O fogo de Pedrogão-Grande, que matou 65 pessoas, não foi há quatro dias, nem há quatro semanas. Foi há quatro meses. Quatro meses em que não mudou o tempo seco, em que persistiram as temperaturas altas, e em que os ventos foram recorrentemente fortes. Que fez o governo, nesses quatro meses, para prevenir a repetição da tragédia? Avisou e organizou as populações? Criou perímetros de segurança em volta de estradas e povoações? Bastar-lhe-ia metade do zelo que a câmara de Lisboa exibiu, nos últimos meses, a decorar pracinhas e a enfeitar pracetas. Mas não. Cumprindo o calendário, fechou postos de vigia e retirou meios do terreno. E foi assim, sempre em seca extrema, com grande calor e previsão de vento forte, que uma grande parte do país entrou no fim de semana como um carneiro no matadouro.

Nunca terá havido tragédia mais anunciada. Depois de mais uma noite de serras ao rubro, povoações cercadas, comunicações a falhar, populações desamparadas, comandos descoordenados, bombeiros em desespero, caos e terror, o país acordou a fazer contas sinistras: ao fim do dia de ontem, chegavam aos 36 mortos. Desta vez, o escândalo extravasou as fronteiras: a Xunta da Galiza já se queixou de um país transformado num santuário de incêndios, que aqui crescem à vontade para depois atacar o país vizinho. Mas valerá a pena continuar? A meio da noite de domingo para segunda, o primeiro-ministro já tinha calado todas as conversas: enquanto ele governar, haverá sempre a mesma ministra e as mesmas tragédias. Quem pensar que pode não ser assim, é “infantil”. Ou seja: para o ano há mais, e eles lá estarão nos mesmos lugares.

Não penso que seja preciso explicar nada ao primeiro-ministro, que anda cá há muito tempo, mas vou-o dizer à mesma: ninguém pensa que a saída da ministra baste para pôr fim aos incêndios, mas, pela mesma lógica, a chamada “ordenação da floresta” também não basta (como se viu no pinhal de Leiria). Não é isso que está em causa, mas outra coisa, tal como em Pedrógão-Grande: a capacidade do Estado, não para mudar o clima e o revestimento vegetal do país, mas para impedir, com este clima e este revestimento vegetal, que os incêndios florestais aterrorizem, destruam e matem como por duas vezes já fizeram este ano.
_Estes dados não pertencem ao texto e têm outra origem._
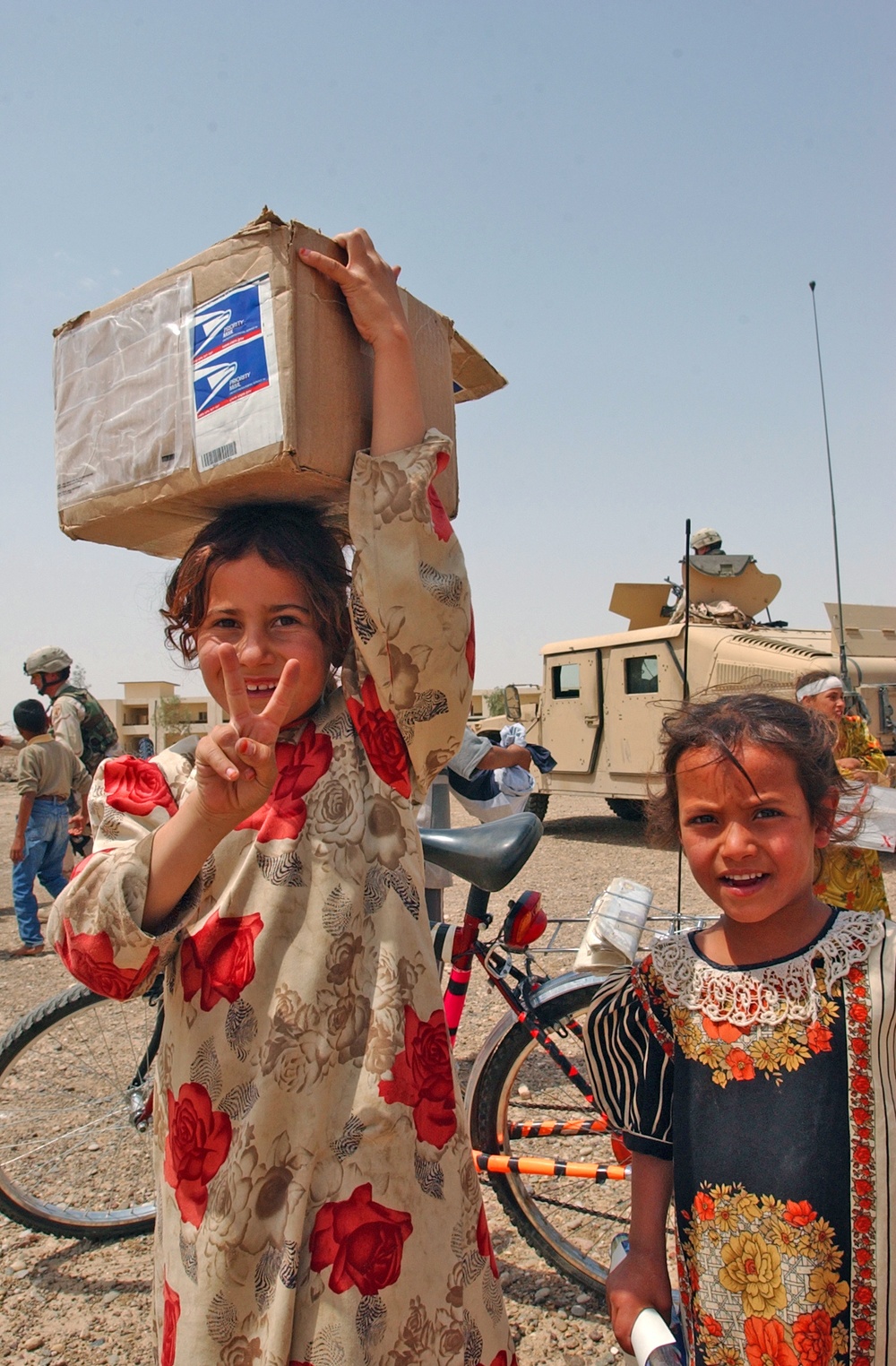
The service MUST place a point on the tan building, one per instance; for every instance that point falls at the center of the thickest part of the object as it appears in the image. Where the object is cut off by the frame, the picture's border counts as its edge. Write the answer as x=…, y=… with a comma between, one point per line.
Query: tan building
x=153, y=711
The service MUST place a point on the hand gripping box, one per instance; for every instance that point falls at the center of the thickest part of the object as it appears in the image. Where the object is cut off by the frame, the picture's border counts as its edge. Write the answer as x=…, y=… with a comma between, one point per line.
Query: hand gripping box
x=235, y=376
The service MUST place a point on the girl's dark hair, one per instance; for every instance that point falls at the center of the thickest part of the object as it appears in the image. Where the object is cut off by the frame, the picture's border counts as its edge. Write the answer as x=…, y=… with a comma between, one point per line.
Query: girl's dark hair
x=729, y=722
x=287, y=536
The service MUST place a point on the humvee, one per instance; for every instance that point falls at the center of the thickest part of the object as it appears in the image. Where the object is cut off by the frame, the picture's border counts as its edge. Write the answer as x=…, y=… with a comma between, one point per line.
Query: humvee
x=604, y=697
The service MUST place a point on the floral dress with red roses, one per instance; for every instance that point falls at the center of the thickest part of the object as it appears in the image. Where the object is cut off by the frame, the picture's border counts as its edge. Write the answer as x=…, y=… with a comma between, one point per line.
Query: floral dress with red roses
x=771, y=1089
x=317, y=1201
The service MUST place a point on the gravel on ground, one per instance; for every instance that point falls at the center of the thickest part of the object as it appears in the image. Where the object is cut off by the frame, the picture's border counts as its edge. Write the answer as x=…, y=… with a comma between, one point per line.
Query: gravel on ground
x=65, y=1302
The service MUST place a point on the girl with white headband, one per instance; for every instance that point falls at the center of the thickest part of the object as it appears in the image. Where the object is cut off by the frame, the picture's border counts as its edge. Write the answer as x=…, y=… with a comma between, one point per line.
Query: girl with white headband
x=849, y=878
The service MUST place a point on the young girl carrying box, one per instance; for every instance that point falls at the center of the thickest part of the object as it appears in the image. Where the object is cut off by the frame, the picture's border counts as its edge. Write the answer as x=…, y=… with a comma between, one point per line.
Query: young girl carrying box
x=753, y=1064
x=317, y=1202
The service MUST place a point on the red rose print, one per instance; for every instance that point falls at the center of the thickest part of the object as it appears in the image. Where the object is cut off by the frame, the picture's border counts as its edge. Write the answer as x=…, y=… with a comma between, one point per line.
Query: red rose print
x=484, y=1242
x=361, y=1241
x=382, y=739
x=299, y=766
x=740, y=1064
x=195, y=1146
x=812, y=1339
x=220, y=958
x=442, y=526
x=470, y=648
x=724, y=1030
x=765, y=1343
x=422, y=1078
x=799, y=1214
x=137, y=787
x=90, y=958
x=818, y=1037
x=703, y=1205
x=171, y=1301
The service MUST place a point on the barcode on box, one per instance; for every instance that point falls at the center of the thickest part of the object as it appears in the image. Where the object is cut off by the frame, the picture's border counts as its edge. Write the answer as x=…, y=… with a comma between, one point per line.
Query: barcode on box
x=221, y=453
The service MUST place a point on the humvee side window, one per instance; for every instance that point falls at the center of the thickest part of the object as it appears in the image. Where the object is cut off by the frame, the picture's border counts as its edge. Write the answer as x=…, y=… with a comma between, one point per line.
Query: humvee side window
x=642, y=674
x=564, y=680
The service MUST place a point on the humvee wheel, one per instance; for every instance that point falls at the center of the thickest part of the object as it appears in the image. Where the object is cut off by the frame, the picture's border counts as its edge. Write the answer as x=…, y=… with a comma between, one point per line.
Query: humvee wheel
x=625, y=808
x=537, y=803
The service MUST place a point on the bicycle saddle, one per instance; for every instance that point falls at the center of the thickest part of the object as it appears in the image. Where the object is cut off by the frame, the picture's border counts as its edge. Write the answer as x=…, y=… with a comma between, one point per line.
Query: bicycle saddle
x=487, y=855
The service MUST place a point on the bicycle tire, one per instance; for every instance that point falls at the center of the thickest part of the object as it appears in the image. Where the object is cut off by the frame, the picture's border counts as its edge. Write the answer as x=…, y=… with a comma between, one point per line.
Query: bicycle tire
x=570, y=1222
x=65, y=1081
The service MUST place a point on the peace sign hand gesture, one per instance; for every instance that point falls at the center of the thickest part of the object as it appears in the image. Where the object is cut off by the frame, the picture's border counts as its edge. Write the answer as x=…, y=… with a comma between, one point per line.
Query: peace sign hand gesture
x=235, y=764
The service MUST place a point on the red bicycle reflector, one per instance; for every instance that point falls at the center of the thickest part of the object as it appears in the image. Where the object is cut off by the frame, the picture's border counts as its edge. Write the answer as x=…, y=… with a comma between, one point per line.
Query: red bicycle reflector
x=525, y=921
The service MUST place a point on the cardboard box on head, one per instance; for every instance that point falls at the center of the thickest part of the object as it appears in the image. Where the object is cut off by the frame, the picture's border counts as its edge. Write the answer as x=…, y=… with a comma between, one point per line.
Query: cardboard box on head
x=235, y=376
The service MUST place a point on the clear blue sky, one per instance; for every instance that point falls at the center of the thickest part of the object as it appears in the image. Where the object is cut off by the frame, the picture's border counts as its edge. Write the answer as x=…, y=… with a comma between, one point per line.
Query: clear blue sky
x=619, y=203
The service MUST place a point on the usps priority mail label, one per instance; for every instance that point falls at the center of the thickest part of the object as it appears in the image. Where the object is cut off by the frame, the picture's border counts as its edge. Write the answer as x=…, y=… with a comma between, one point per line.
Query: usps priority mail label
x=235, y=380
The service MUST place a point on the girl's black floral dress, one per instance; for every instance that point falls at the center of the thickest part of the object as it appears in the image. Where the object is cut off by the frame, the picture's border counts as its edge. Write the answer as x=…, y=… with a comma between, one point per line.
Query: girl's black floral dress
x=771, y=1089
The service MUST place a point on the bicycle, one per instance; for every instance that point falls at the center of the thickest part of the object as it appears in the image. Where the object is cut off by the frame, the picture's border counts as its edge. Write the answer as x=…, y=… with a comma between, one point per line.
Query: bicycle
x=75, y=1092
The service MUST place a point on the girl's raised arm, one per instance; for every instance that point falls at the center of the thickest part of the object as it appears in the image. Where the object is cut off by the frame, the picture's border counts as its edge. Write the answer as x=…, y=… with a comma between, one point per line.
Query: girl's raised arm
x=370, y=291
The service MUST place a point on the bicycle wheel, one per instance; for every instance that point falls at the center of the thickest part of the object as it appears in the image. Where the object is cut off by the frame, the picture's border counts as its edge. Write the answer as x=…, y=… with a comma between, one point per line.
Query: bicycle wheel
x=72, y=1159
x=520, y=1105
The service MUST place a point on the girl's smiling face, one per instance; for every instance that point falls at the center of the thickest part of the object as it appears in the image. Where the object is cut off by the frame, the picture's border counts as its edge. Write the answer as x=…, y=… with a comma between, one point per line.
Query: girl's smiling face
x=752, y=852
x=265, y=614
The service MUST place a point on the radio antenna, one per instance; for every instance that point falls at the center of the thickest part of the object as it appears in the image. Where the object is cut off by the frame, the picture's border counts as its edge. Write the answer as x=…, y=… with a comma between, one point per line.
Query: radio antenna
x=844, y=665
x=686, y=693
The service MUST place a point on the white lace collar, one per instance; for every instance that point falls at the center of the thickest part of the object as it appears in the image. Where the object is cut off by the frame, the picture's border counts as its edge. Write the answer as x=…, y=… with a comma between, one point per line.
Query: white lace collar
x=771, y=993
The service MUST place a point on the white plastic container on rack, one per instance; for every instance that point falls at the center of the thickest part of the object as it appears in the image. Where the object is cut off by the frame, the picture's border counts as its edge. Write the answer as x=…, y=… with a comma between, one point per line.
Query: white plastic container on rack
x=615, y=927
x=650, y=1335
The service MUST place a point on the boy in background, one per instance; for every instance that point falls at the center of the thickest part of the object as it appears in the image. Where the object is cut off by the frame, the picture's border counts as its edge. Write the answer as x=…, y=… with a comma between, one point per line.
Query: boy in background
x=48, y=772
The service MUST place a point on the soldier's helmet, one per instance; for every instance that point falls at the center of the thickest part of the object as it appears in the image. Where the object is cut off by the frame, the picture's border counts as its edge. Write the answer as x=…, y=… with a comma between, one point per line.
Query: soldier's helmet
x=49, y=660
x=705, y=539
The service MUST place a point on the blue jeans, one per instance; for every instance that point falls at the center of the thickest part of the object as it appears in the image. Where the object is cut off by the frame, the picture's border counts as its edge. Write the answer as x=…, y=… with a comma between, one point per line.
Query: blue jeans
x=46, y=842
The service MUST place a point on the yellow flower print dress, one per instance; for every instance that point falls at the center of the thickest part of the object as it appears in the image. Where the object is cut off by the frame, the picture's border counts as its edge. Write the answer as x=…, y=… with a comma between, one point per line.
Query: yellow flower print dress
x=769, y=1087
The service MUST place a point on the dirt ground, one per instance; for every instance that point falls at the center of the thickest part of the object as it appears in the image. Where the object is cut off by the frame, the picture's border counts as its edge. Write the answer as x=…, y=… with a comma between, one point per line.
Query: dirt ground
x=77, y=1303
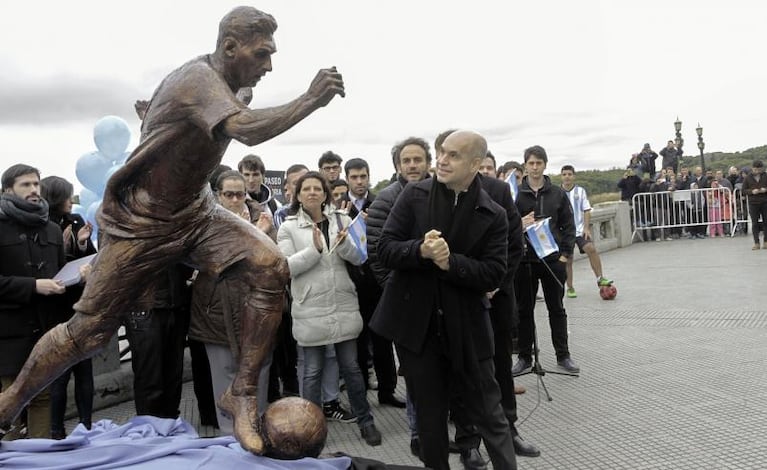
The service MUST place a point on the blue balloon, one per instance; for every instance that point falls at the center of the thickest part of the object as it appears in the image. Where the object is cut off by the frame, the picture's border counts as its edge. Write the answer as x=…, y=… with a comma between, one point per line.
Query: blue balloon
x=123, y=157
x=112, y=136
x=95, y=236
x=78, y=209
x=91, y=169
x=112, y=171
x=90, y=214
x=87, y=197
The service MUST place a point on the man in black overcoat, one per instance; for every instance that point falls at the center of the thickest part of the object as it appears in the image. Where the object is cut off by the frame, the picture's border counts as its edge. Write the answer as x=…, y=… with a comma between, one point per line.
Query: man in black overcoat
x=446, y=242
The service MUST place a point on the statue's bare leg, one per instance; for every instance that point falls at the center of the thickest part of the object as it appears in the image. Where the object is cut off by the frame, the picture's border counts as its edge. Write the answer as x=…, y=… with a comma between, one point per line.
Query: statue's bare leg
x=262, y=292
x=60, y=348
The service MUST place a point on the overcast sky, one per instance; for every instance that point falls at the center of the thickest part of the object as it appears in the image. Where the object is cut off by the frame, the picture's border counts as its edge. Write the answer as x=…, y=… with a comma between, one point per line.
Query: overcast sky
x=591, y=81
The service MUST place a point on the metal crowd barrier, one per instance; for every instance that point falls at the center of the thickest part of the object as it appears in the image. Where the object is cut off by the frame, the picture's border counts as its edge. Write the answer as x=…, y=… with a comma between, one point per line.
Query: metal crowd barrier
x=671, y=212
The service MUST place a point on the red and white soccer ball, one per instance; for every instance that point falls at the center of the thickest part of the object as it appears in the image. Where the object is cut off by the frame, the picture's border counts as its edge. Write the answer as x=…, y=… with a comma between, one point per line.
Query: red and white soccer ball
x=608, y=292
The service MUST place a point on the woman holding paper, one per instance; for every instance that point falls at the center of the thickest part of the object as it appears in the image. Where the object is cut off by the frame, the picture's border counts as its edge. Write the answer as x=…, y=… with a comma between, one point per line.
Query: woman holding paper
x=77, y=244
x=325, y=307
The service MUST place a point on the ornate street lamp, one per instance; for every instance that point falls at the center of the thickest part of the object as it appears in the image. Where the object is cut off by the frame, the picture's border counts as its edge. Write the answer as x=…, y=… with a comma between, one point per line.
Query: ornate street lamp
x=701, y=146
x=679, y=141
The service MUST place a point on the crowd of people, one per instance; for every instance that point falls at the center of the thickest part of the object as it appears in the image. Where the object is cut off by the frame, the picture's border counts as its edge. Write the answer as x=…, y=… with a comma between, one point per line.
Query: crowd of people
x=278, y=300
x=718, y=205
x=344, y=316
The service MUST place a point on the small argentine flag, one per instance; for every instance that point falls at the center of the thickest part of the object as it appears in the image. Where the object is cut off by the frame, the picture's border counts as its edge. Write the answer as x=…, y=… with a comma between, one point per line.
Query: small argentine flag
x=511, y=180
x=541, y=238
x=357, y=232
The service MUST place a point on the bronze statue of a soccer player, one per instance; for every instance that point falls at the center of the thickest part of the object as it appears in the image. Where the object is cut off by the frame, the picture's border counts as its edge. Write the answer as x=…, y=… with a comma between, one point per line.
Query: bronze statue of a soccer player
x=158, y=210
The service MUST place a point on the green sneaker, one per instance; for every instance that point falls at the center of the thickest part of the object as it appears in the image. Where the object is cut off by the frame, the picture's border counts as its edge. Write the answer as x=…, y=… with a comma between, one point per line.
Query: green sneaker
x=603, y=282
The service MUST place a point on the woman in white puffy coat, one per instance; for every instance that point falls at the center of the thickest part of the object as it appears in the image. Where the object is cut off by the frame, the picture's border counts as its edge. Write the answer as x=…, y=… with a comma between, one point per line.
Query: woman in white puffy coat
x=325, y=309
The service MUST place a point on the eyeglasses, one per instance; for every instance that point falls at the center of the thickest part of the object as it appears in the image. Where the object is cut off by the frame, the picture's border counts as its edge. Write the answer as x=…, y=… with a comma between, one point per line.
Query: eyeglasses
x=233, y=194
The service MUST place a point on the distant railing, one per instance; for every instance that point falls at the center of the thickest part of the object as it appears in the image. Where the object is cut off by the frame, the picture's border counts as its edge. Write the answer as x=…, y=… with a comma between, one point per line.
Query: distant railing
x=610, y=226
x=664, y=211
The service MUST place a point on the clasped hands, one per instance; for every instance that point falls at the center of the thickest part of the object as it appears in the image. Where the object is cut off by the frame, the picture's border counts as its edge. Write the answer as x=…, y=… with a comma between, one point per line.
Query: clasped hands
x=435, y=248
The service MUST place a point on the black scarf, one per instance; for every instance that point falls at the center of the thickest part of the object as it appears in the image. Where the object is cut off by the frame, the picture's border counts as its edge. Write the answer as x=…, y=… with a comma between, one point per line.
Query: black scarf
x=28, y=214
x=450, y=216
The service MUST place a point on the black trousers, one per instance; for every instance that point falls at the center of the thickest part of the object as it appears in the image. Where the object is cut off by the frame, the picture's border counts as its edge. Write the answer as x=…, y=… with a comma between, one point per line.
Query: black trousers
x=83, y=373
x=431, y=383
x=284, y=361
x=501, y=316
x=202, y=383
x=756, y=210
x=383, y=353
x=157, y=338
x=552, y=279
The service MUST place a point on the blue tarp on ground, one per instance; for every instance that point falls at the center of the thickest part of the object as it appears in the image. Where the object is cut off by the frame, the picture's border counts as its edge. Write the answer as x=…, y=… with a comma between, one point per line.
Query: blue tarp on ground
x=146, y=443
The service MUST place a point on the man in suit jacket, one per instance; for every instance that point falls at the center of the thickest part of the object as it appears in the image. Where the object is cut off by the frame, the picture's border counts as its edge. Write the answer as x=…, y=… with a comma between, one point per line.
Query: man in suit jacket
x=446, y=242
x=368, y=291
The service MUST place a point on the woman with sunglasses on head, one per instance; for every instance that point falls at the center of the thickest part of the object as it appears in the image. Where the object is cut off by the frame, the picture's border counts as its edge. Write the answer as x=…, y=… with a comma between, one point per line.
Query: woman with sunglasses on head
x=77, y=244
x=213, y=317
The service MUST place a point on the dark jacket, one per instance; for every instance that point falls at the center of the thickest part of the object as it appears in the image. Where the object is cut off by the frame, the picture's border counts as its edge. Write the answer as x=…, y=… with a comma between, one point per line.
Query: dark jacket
x=64, y=303
x=26, y=254
x=368, y=290
x=416, y=287
x=750, y=183
x=549, y=201
x=671, y=157
x=629, y=185
x=501, y=194
x=377, y=214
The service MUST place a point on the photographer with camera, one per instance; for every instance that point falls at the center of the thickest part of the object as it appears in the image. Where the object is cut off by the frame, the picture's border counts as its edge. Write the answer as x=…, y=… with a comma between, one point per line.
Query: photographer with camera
x=629, y=185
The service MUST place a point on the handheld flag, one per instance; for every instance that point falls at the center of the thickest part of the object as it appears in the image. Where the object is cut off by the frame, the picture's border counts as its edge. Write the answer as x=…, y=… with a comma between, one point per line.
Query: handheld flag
x=511, y=180
x=541, y=238
x=357, y=232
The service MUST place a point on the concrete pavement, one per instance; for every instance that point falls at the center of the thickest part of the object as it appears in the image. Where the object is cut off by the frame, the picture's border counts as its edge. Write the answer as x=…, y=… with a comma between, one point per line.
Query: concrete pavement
x=673, y=370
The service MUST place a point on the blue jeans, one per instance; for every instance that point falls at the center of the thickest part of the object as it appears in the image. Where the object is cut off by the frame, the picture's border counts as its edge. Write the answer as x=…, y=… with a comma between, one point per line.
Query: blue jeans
x=346, y=355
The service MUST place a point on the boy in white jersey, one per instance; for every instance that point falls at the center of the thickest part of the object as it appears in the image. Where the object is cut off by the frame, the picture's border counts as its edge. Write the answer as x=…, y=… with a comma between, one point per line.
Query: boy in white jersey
x=582, y=215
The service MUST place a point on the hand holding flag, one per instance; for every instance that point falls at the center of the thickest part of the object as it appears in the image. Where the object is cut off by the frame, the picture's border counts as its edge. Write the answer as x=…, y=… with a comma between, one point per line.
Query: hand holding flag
x=511, y=180
x=541, y=239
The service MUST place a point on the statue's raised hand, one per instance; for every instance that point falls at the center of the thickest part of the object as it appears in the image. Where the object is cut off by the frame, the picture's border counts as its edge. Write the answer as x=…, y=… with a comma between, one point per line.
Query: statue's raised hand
x=326, y=84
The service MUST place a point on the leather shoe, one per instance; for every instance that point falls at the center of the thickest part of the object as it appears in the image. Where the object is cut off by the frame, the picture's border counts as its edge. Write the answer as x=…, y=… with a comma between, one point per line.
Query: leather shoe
x=472, y=460
x=522, y=366
x=524, y=448
x=391, y=400
x=569, y=365
x=415, y=447
x=371, y=435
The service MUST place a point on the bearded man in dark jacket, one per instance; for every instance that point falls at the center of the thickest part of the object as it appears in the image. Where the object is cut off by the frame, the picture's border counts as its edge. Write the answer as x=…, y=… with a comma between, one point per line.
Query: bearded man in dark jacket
x=31, y=253
x=446, y=242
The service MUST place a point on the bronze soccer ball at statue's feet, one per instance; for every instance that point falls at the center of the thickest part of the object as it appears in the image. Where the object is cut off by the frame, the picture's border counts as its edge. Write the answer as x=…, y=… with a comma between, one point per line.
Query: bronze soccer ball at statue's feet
x=243, y=409
x=293, y=428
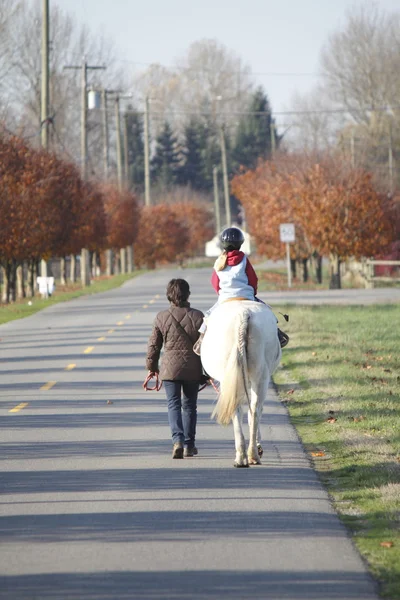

E não, não é aceitável termos de nos conformar com mais 100 mortos para o ano que vem, numa espécie de estado de calamidade permanente.

A questão mais urgente não é a da “ordenação da floresta”, mas a da “ordenação do Estado”. A demissão da ministra, do secretário de Estado e dos dirigentes dos organismos que tutelam não é a solução de todos os problemas. Mas seria a solução de pelo menos um gigantesco problema: a falta de responsabilidade e de vergonha na governação. Termos alguém finalmente a dizer-nos: falhámos, queremos pedir desculpa, e por isso damos o lugar a quem tenha competência para fazer melhor e autoridade para exigir mais – isso sim, seria uma mudança fundamental. Mas seria também o reconhecimento de uma responsabilidade. E é isso que o primeiro-ministro dispensa, e daí a retenção da ministra. Responsável, só pelo descongelamento das carreiras na função pública.

Os oligarcas não parecem preocupados. As comunidades rurais do interior não fazem opinião: que sejam “resilientes” e “proactivas”, como disseram a ministra e o secretário de Estado, isto é, que se desenrasquem sozinhas. Os funcionários públicos, pelo contrário, fazem opinião. Mas desses cuida um Orçamento feito à medida para apagar, quando os vencimentos forem pagos, qualquer recordação do mais trágico e vergonhoso colapso da governação em tempos recentes. É assim que vai ser? Cabe aos portugueses dizer se é.